Il n’existe pas de modèle de contrat, et il vaut mieux se méfier de ceux que l’on trouve sur Internet. Pour être sûr de faire les choses dans les règles, vous pouvez demander conseil auprès de MMFF (Music Managers Forum France), le syndicat français des managers du secteur musical (http://mmf-france.com) ou bien auprès d’avocats spécialisés.

 

Comment trouver un manager ?

C’est peut-être l’étape la plus difficile. Deux possibilités s’offrent à vous. Tout d’abord, quelqu’un de votre entourage a des compétences et l’envie de s’y mettre. Dans un premier temps, ce peut être une solution, mais il faut que cette personne ait pour projet professionnel de devenir manager, et ne soit pas là juste pour dépanner ou parce que vous vous entendez bien.

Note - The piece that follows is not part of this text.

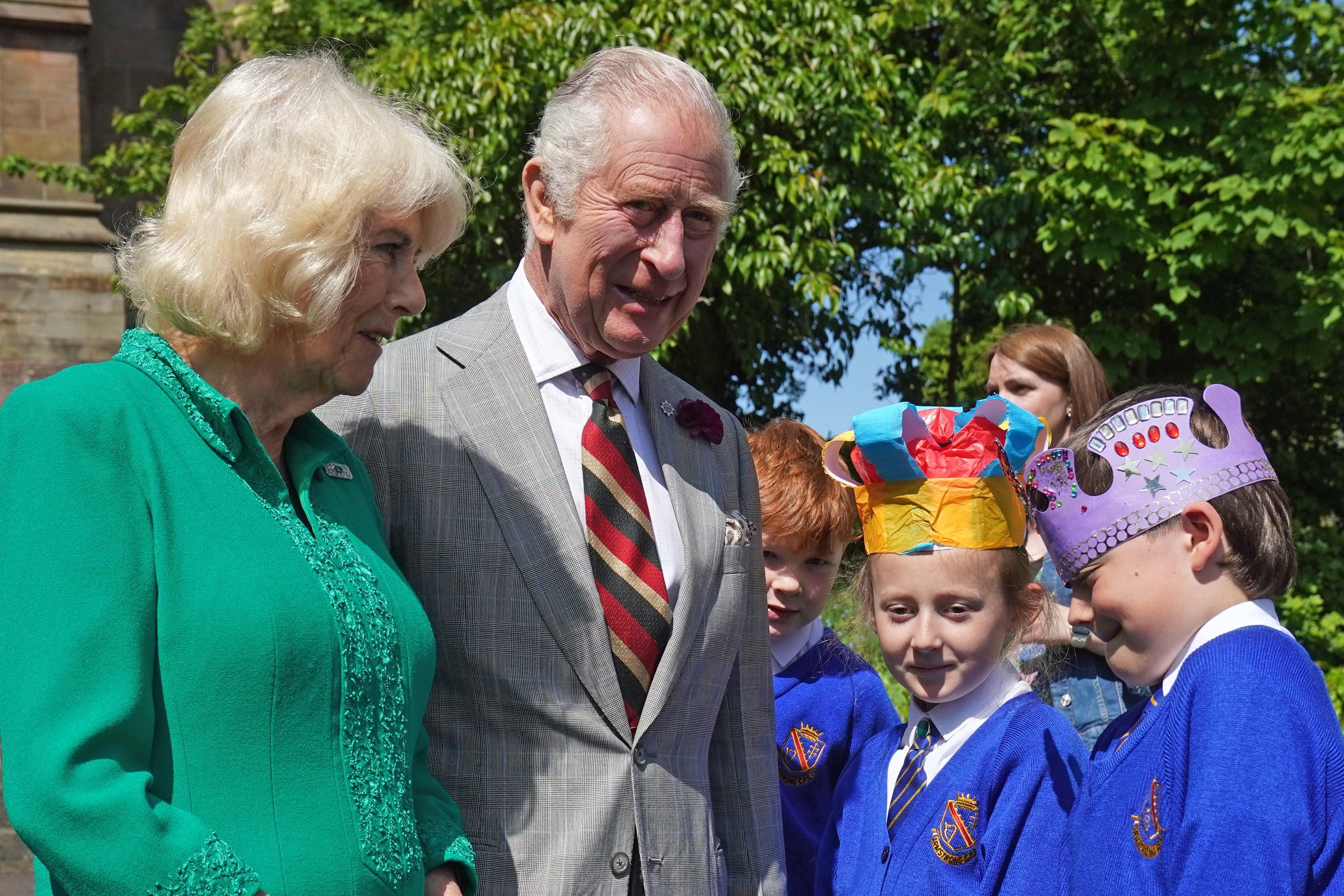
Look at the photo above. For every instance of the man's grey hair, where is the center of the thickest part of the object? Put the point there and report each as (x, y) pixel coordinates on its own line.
(575, 138)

Il ne s’agit pas d’un coup de main ou d’un « loisir », mais d’une démarche entre deux professionnels.

 

L’autre solution, la plus sûre, est de trouver quelqu’un dont c’est le métier. Si votre projet est déjà un peu développé, avec une visibilité déjà correcte, ce sera plus facile. Comme le dit l’adage : c’est le manager qui trouve l’artiste, pas l’inverse. Sous-entendu, si vous faites parler de vous, il y a des chances que vous soyez contacté par des managers, ou que vous en rencontriez dans des événements ou des concerts.

 

Si ce n’est pas le cas, vous pouvez démarcher les agences de management. Même si cela a peu de chances d’aboutir, cela aura au moins le mérite de vous faire connaître. Et ainsi vous rappeler à leur bon souvenir en cas de buzz futur autour de votre projet. Citons par exemple Grand Musique Management (Étienne de Crécy, Clara Luciani…) ou Corida (Catherine Ringer, Manu Chao…) ; Vous pourrez les trouver dans l’annuaire du CNM (https://www.irma.asso.fr).

 

Vous pouvez également sonder du côté du syndicat MMFF et des formations au management musical (Cifap, Emic, CNM, école ATLA, formations d’Issoudun…). Un manager qui démarre sa carrière a peut-être moins de réseau, mais joue avec vous son entrée dans le métier. La motivation et l’envie de réussir peut donc être plus forte. Vous pouvez également en discuter avec les artistes qui évoluent dans le même univers que vous, et leur demander des conseils et contacts.

 

Quoi qu’il en soit, avant de contractualiser avec un manager, assurez-vous du minimum :

  • N’hésitez pas à demander des références et des preuves aux managers que vous rencontrez (placements en premières parties d’artistes renommés, synchros décrochées, signatures avec de partenaires, producteurs de spectacles, etc.).
  • Demandez le plus de détails possibles sur leur réseau professionnel (contacts presse, programmateurs…)
  • Prenez le temps de discuter, pour vous assurer qu’il ou elle adhère à votre projet musical et à votre vision du développement de votre carrière.

 

Une fois ces étapes passées, prenez le temps d’élaborer ensemble un plan de développement détaillé à court, moyen et long terme. Plus celui-ci sera précis, et plus la feuille de route sera facile à suivre, et plus vous pourrez évaluer l’effectivité de son travail. Cela vous permettra aussi de faire des points réguliers, et des bilans annuels. Et le cas, échéant, de poursuivre ou d’arrêter votre collaboration. Fuyez les personnes qui seraient trop évasives ou qui aurait pour réponse « on verra plus tard » à toute question de projection dans le temps.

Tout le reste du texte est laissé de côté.